De son côté, la fédération CGF (grossistes) s’attend à une hausse des tarifs des transporteurs liée aux surcouts organisationnels que vont imposer les JO. « Il va falloir former les livreurs, peut-être embaucher par exemple des ripeurs pour acheminer les marchandises à l’aide de transpalettes sur les derniers kilomètres interdits aux véhicules lourds, éventuellement contracter avec des spécialistes de la livraison en vélo-cargo, réorganiser les plans de transport.
Les voies réservées risquent d’engendrer des détours ou des itinéraires bis. Les transporteurs vont donc mettre plus de temps à livrer, vont devoir allonger les kilomètres parcourus et le temps de travail. Autant d’éléments qui vont impacter les couts », analyse Christian Rose, directeur environnement, transport et logistique de la CGF.
Exigence d’informations préalables pour planifier l’organisation
Les différentes fédérations et associations de transporteurs et logisticiens appellent à une communication anticipée pour permettre aux professionnels de s’organiser à l’avance pour la période des Jeux Olympiques. Ils souhaitent pouvoir avertir leurs clients, réajuster les plannings de livraison ou augmenter les stocks avant l’événement, si faisable. Cependant, elles expriment leur frustration face à un apport d’informations fragmenté qui, selon elles, sera dispensé de manière sporadique jusqu’à l’été.
D’après une enquête menée en janvier par l’Union TLF, 16% des transporteurs envisagent la possibilité de suspendre leurs activités durant les Jeux, basés sur leur compréhension actuelle des défis logistiques à venir. De plus, environ 85% des transporteurs déclarent vouloir être informés dès à présent ou considèrent qu’ils ne sont pas ou insuffisamment renseignés.

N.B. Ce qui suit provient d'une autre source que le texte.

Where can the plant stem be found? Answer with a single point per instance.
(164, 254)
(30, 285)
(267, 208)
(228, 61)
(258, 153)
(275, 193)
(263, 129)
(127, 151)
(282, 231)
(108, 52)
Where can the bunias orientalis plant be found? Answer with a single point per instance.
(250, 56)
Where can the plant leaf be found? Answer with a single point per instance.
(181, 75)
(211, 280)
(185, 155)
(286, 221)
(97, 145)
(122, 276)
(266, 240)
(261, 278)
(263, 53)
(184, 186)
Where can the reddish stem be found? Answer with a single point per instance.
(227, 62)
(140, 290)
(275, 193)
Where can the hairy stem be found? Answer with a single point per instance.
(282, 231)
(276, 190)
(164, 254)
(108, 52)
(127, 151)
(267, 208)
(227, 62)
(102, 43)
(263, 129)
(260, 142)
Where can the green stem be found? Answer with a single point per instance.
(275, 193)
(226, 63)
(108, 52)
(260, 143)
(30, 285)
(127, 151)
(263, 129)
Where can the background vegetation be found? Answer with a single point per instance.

“53 % seraient dans une optique de réaménager les horaires de livraisons.”
« L’enquête a permis d’identifier trois grandes mesures envisagées par les entreprises. 54 % des répondants jugent nécessaire de travailler en amont avec les clients sur la priorisation des livraisons. Ensuite, 37 % des transporteurs envisageraient de consulter leurs clients afin de reporter les commandes et les livraisons (par exemple à une date intermédiaire entre les Jeux). Enfin, 53 % seraient dans une optique de réaménager les horaires de livraisons », explique Jérôme Douy.
Jeux Olympiques : En attente de solutions numériques
Au sein de la Métropole du Grand Paris, la préfecture de police et la Direction Générale des Infrastructures, des Transports et de la Mobilité (DGITM) se mobilisent pour offrir des ressources utiles aux acteurs du transport face aux restrictions de circulation. Ils travaillent à l’amélioration de DiaLog, la base de données nationale qui compile les régulations de circulation pour les véhicules lourds, avec l’objectif de l’intégrer dans les logiciels d’optimisation de parcours et de gestion de tournées.
De son côté, l’éditeur PTV Logistics a développé et publié sur son site internet une application démo spéciale Jeux Olympiques. Cet outil incorpore les dernières interdictions de circulation annoncées par le gouvernement, offrant ainsi la possibilité de mesurer leur effet sur les plans de livraison. Parallèlement, le programme InTerLUD+ (pour Innovations Territoriales et Logistique Urbaine Durable Plus) travaille à l’élaboration d’une solution permettant aux transporteurs de réserver des espaces de livraison.